While your intentions are sincere, the numbers cited by Sinkspur would constitute more than 10 extra minutes. While I do not favor EEMs, it is apparent that a shrinking priesthood requires the assistance of 'deacons'.
A personal note. Please DO NOT misconstrue this for anything other than the charitable comment in which it is being given. It is an 'observation', not a 'judgement'!
Over the 40 year span following VCII, I accepted the changes in the liturgy. Initially, it was very difficult to take communion from a woman whose hands were dripping with jewelry and doused with perfume. It flew in the face of all that I had been taught by the good nuns in catholic school and was imbued in me, prior to VCII. Alas, I was and am still not in the postion of judging the work of the Holy Spirit, and went along with all of this.
Now that I am in a church where communion is by intinction and on the tongue, I am in a unique position to reflect on the 'Real Presence' in the Eucharist. Receiving that intinctured host on my tongue each week from the hands of an ordained priest, is a humbling experience. We place our trust in this priest that the host and wine are validly consecrated, while giving ourselves entirely over to our Lord, through His servant.
Recently, a RC family attended our liturgy. One of their children was overheard reacting to this experience. She was most perturbed at not being able to "receive in the hand". Initially, that struck me strange. On closer reflection, however, it seemed to me that what she was exhibiting was a "loss". Please bear with me on this!
During our infancy, we rely on others to feed us. Once we have mastered that ability, we have gained a new skill - the ability to feed ourselves. As senior citizens approach their very golden years, one of their greatest fears is the loss of that skill. They don't want to be dependent on others to feed them.
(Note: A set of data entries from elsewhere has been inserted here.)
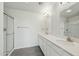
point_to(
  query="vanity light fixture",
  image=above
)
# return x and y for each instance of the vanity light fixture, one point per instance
(68, 11)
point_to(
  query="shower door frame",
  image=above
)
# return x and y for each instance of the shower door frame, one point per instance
(7, 34)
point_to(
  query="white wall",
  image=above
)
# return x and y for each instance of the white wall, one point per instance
(74, 27)
(57, 23)
(1, 28)
(27, 36)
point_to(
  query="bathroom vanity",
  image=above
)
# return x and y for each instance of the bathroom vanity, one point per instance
(54, 46)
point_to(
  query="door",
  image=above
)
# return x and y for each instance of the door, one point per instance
(8, 34)
(5, 34)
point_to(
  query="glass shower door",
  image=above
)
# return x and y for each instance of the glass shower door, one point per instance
(9, 34)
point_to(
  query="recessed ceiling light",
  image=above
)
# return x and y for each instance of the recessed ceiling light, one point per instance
(68, 11)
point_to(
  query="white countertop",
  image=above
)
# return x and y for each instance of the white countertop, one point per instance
(71, 47)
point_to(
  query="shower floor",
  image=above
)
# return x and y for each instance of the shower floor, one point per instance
(32, 51)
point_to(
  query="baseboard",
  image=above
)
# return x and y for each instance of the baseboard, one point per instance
(26, 47)
(11, 52)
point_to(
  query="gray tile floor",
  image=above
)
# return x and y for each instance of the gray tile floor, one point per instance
(32, 51)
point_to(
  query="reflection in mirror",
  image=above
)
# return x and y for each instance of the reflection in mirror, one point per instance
(71, 22)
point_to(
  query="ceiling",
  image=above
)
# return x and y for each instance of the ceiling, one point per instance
(74, 11)
(28, 6)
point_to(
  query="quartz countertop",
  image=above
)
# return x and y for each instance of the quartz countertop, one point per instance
(71, 47)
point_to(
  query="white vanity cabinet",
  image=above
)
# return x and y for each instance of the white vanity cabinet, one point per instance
(51, 49)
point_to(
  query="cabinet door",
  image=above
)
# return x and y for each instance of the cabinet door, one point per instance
(51, 51)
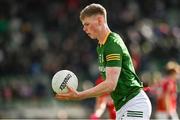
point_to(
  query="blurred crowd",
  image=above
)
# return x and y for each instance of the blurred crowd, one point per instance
(40, 37)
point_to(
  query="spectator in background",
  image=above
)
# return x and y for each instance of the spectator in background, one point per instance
(167, 96)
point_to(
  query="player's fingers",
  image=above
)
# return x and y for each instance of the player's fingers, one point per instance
(70, 88)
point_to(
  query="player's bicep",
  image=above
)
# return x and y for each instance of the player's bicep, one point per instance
(112, 76)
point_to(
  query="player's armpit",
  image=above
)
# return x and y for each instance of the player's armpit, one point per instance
(112, 75)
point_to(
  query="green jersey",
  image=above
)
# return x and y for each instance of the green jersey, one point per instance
(115, 54)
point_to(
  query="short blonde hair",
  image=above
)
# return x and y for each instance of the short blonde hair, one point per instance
(93, 9)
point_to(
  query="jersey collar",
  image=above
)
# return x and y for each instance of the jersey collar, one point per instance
(105, 39)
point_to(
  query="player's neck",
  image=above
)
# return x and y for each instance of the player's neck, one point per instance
(103, 35)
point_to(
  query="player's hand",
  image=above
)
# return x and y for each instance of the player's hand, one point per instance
(72, 94)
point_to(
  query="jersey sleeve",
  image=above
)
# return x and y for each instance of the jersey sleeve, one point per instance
(113, 55)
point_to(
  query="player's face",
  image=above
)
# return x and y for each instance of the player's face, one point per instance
(90, 26)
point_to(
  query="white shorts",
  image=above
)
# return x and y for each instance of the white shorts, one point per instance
(138, 108)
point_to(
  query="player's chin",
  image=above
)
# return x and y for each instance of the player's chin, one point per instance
(92, 37)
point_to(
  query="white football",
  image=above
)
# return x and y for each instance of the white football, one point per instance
(63, 78)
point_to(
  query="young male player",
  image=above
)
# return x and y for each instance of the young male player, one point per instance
(115, 65)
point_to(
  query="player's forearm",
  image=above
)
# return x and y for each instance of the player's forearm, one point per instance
(100, 89)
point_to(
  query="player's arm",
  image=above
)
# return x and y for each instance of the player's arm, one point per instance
(107, 86)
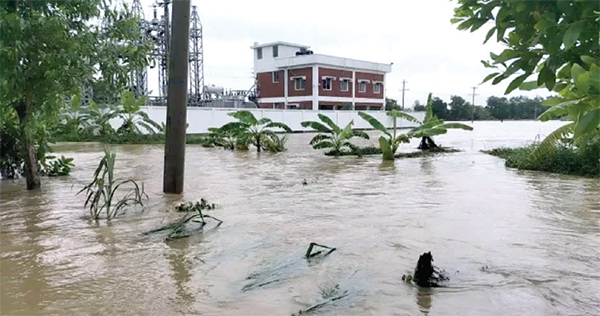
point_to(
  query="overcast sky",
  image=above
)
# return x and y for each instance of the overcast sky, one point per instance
(416, 36)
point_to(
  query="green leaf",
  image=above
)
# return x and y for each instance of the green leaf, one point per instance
(386, 149)
(549, 143)
(360, 134)
(516, 83)
(572, 34)
(324, 144)
(595, 76)
(544, 24)
(588, 124)
(576, 71)
(489, 77)
(466, 24)
(373, 122)
(244, 116)
(529, 85)
(558, 109)
(547, 77)
(589, 60)
(583, 81)
(489, 34)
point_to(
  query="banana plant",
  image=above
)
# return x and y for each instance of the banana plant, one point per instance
(332, 136)
(253, 131)
(389, 143)
(432, 126)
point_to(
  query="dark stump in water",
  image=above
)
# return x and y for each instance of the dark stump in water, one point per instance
(427, 143)
(426, 274)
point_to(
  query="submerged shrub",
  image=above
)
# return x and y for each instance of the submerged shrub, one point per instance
(100, 193)
(582, 160)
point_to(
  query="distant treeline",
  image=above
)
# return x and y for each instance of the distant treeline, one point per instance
(515, 108)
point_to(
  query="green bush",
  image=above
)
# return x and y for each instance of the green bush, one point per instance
(583, 160)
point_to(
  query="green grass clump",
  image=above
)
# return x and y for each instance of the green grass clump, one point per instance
(583, 160)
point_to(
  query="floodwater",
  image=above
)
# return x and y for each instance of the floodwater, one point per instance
(513, 242)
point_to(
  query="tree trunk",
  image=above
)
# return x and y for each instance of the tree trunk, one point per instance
(31, 168)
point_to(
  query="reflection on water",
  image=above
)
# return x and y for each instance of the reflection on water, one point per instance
(524, 242)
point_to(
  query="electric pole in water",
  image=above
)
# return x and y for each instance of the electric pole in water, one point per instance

Perhaps I have read more into this situation than is true. It does seem to me, even watching the Mass on EWTN, that many catholics now 'want' to feed themselves. Those who were born after VCII have never experienced any other form of receiving communion. For them, the notion of entrusting themselves to a priest to administer communion, is an alien concept.
My comments are not intended to persuade the discussion in one direction or the other. Rather, they are intended as a simple 'commentary', a 'reflection' on what I have witnessed and experienced.
Personally, I would rather spend 2 hours in line to receive the intinctured host from a priest, than to take communion in the hand from an EEM. That is a personal choice; one that I can now make. It is indeed tragic that a younger generation of catholics has been 'encouraged' to receive in the hand and not on the tongue.
Another excellent point which you brought up in that post: one can hardly 'feed himself' Eternal Life.
That's part of the reason that only the Ordained were allowed to touch and dispense the Sacred Species.